How do bioinformatics systems avoid the fate of extinction ? Because of the inherent nature of
the data, the data must be stored and manipulated with its context of the experiment, the
hypothesis, and the model. As data, experiments, hypotheses, and models are reconciled, they are
updated, archived or removed from the system appropriately. This is easier said than done. This
expansion of information about a piece of data increases the complexity of our bioinformatics
systems (databases, algorithms, UIs, etc.). Consequently, we don’t consistently capture this
information: sometimes partially, sometimes implicitly, and sometimes not at all. Without
complete background information, we are unable to reconcile and remove data from our systems,
despite that much of it have become obsolete in the minds of our users through the course of
scientific achievements.
One might counter that, in a “hypotheses from data mining” paradigm, the experiments and the
data are considered permanent so that new hypothesis can be continuously mined from the
increasing stockpile of data. However, experimental data will change as the scientific process
improves: newer instrumentation, techniques, and procedures expand and refine the experimental
data. The newer and “cleaner” versions should deprecate older copies, but we rarely do that. In
part, the replicated experiment is not really the same as the earlier one. Therefore, the data
warehouse in support of this approach becomes clogged with extinct data and will suffer the
same fate unless it undergoes periodic cleansing.

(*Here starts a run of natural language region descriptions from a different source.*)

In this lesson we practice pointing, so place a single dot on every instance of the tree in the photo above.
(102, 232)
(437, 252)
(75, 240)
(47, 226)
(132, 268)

The same phenomenon of extinction applies for bioinformatics tools. They represent a snapshot
of our current biological models, codified to produce “predictive” results. The use of these tools
depends on the quality of the results. As better tools come to being, older ones are replaced and
forgotten. The reason is that better tools are based on better models of biology, i.e. the models
that survived the “natural selection process” in the domain of science. This problem is also
manifested at a higher level, because the integration of many tools to form a seamless system is
often what the users want. This integration is at risk for upheaval whenever a component tool is
replaced. Indeed, in most cases, new tools are added, old tools are never deleted. This everincreasing system “mass” slows its own evolution until it stops adapting altogether and then
eventually be replaced by a more nimble system.
As bioinformaticians, how do we avoid the mass effect of extinct data and tools in our systems ?
We need to make explicit plans for a “life cycle” early in development, so that we can safely
retire components when the time comes. Such life cycle planning is not a new discipline: planned
obsolence is a common fact in our lives. The cost of not making such plans is to eventually see
our investments suffer an unglorified extinction.